Hitler intervened to save his Italian allies. This was necessary because critical to the German invasion was access to the Romanian oil fields. Germany had been relying on Soviet oil deliveries to supplement its synthetic oil production. The Soviet deliveries would end of course when Germany invaded leaving the Germans dependant on Romanian oil until the Soviet Caucauses could be seized. Hitler thus saw a German intervention to seize Greece and secure Germany's southern flank now that Mussolini had undid his diplomacy would be necessary. As a result, German forces in Romania were reeinforced and efforts were made to bring Yugoslavia into the NAZI orbit so that
the Panzers could move through that country to attack Greece. Hitler had forced Yugoslavia to join the other Axis Balkan partners, but the Government was overthrown necessitaing a full-scale German invasion. Hitler had to come to the rescue Mussolini. First he sent Erwin Rommel and a small armored force to Libya (March 1941). Second, after a coup in Yugoslavia, Hitler invaded Yugoslavia and Greece simultaneously (April 6, 1941).
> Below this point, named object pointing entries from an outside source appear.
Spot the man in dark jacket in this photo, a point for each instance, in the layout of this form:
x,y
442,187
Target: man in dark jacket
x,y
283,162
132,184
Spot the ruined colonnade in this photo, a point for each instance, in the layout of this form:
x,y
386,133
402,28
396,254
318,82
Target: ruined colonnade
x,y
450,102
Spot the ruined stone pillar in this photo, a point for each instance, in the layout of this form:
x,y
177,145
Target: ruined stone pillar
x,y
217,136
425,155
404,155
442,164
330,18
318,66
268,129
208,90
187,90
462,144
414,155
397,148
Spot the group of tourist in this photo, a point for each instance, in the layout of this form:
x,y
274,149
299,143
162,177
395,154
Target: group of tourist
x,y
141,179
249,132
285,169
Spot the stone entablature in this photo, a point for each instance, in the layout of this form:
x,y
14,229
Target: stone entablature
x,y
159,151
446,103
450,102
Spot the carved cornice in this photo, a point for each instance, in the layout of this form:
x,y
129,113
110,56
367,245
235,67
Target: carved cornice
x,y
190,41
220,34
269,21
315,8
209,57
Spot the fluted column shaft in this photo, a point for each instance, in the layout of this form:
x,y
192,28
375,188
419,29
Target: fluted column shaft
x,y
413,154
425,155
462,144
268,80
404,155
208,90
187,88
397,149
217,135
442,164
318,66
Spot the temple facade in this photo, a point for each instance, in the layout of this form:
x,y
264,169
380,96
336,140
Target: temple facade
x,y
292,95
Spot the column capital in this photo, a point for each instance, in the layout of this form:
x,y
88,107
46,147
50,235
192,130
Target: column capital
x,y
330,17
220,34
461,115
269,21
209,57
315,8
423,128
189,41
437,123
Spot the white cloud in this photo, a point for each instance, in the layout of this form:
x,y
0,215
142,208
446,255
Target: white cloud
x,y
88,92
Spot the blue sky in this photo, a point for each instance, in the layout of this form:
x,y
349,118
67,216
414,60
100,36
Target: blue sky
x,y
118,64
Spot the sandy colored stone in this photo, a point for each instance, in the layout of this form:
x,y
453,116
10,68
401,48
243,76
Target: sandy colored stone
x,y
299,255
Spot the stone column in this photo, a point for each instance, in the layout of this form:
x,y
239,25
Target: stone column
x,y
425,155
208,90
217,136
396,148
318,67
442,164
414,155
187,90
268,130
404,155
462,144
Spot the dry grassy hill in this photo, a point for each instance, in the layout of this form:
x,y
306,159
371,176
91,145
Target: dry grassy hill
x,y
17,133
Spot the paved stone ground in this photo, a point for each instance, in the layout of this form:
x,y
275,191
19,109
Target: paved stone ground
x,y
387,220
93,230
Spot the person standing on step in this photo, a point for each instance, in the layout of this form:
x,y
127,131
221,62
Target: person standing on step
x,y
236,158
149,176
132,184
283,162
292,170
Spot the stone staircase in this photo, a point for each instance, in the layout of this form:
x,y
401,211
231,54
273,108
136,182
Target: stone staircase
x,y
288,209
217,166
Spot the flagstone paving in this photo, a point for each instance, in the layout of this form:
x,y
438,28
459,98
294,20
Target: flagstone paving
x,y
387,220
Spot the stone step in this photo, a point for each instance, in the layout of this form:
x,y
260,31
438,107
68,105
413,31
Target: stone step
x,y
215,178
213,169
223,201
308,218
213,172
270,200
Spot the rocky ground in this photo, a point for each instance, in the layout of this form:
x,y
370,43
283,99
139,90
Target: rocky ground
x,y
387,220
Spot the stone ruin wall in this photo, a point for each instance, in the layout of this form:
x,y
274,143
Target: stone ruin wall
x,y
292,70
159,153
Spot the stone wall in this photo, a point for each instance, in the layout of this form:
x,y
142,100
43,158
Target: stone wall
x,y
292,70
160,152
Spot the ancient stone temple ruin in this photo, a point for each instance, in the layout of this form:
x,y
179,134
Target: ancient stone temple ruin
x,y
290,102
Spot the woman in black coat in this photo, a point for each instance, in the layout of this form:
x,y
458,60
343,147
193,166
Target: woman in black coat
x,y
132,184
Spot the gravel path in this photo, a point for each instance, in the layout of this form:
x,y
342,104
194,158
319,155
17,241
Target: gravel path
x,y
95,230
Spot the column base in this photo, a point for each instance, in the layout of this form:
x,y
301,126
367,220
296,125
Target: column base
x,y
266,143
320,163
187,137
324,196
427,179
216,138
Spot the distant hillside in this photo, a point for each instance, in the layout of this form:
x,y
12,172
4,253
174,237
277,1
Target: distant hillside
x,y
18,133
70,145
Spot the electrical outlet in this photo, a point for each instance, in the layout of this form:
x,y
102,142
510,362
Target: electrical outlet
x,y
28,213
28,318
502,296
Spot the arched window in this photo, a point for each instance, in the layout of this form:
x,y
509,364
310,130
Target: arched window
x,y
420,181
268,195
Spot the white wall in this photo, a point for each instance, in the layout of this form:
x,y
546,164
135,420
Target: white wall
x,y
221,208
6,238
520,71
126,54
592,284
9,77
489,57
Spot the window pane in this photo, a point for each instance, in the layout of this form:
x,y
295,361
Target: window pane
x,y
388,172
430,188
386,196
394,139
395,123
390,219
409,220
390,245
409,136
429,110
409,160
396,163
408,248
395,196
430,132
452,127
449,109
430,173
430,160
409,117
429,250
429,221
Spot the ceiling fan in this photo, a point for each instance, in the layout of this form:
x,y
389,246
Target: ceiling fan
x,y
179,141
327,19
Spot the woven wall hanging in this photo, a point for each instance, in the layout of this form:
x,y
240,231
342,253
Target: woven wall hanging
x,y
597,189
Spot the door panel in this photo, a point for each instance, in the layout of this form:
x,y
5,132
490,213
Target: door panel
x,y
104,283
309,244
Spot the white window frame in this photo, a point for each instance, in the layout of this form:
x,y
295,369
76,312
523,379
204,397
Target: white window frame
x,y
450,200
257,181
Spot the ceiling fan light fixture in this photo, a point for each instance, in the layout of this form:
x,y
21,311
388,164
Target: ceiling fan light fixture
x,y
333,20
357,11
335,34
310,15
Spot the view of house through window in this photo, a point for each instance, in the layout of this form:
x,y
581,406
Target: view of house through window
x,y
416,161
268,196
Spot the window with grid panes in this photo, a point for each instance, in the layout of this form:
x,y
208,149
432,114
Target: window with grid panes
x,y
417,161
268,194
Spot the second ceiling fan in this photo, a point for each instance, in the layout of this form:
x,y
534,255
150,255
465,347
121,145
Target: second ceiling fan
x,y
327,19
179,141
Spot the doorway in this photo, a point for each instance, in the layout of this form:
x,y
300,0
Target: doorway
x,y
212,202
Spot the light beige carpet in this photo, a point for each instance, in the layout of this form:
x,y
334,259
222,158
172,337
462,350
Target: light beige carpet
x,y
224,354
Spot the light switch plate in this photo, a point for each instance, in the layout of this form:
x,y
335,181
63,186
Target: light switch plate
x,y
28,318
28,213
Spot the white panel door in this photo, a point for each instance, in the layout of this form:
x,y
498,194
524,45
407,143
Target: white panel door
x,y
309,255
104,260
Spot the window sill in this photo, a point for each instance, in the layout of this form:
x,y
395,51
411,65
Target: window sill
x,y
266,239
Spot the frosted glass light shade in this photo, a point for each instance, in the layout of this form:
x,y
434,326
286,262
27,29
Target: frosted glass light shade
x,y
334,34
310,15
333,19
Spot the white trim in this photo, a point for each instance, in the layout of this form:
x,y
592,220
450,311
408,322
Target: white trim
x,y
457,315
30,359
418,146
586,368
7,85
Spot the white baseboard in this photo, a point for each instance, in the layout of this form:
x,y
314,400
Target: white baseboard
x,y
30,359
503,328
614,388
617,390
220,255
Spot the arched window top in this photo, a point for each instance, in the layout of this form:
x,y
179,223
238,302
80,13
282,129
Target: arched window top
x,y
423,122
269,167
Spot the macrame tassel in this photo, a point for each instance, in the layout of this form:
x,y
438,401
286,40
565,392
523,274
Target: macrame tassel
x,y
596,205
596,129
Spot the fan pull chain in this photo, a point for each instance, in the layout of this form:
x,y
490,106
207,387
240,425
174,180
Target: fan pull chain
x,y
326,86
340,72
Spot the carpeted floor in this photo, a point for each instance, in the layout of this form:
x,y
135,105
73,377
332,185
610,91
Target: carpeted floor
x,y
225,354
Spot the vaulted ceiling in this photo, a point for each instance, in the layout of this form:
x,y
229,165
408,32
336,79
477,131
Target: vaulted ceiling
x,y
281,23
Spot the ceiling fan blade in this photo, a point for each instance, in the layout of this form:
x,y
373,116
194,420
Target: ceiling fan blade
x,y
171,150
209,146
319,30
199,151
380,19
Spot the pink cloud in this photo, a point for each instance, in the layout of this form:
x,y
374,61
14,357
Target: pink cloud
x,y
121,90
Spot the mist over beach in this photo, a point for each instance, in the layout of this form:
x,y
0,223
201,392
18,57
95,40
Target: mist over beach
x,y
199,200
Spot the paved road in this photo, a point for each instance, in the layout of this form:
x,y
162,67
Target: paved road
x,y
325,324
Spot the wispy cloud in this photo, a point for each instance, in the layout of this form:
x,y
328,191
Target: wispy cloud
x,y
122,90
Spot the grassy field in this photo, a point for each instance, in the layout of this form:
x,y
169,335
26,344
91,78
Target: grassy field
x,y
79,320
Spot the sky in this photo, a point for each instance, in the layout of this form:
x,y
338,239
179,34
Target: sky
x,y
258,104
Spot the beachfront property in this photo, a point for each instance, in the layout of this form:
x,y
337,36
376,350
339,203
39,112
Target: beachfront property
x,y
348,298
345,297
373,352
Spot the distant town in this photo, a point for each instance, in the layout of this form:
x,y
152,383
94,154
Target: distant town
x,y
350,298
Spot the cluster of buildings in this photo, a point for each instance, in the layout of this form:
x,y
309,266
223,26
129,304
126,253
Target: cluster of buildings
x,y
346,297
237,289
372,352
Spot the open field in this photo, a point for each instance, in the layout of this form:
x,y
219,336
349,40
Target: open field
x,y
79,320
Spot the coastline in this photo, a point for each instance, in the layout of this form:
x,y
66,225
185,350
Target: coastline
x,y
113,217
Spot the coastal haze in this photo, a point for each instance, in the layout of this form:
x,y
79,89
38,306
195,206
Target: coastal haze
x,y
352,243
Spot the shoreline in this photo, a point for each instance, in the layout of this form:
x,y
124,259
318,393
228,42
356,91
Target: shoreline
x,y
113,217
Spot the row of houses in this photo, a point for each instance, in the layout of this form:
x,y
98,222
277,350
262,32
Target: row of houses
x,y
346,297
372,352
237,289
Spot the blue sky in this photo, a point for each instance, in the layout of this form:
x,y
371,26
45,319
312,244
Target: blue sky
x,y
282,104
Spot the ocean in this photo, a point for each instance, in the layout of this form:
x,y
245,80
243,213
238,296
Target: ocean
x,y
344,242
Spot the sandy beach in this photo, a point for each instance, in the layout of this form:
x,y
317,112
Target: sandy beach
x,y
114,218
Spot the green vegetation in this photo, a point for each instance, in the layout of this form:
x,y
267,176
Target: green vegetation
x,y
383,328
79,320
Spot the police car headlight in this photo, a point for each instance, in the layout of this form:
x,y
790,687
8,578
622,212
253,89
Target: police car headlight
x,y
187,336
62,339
The British sent about 50,000 troops to help Greece, which depleted their forces in the Western Desert. It was a text book German Blitzkrieg campaign. The Luftwaffe and German Panzers quickly crushed Yugoslavia and Greece as well as the British expeditionary force. But of far greater importance Belgrade was subjected to Luftwaffe terror bombing for rejecting an alliance with the NAZIs. The Germans swept through Greece and Yugoslavia The Greek army was forced to withdraw from Albania to avoid being cut off by the advancing Germans. The Greek Epirus Army Section surrendered to the Germans (april 20. The Greeks then suurendered to the Italians bringing the Italian campaign to a conclusion (April 23). The Greek Government capitualed (April 27). The Germans then took Crete with a daring, but costly parachute assault. (Hitler never again allowed a parachute assault.) The German-Italian relationshop fundamentally changed with the Italian Army's failure in Greece and subsequently in the western Desert.
Bauer, Eddy. Peter Young, ed. The History of World War II Revised ed. (London: Orbis, 2000).
Ciano, Galeazzo. The Ciano Diaries, 1939-1943 (Garden City Publishing Company: Garden City, 1945), 582p.
Knox, MacGregor. Mussolini Unleashed 1939–1941. Politics and Strategy in Fascist Italy’s Last War (Cambridge: Cambridge University Press, 1986).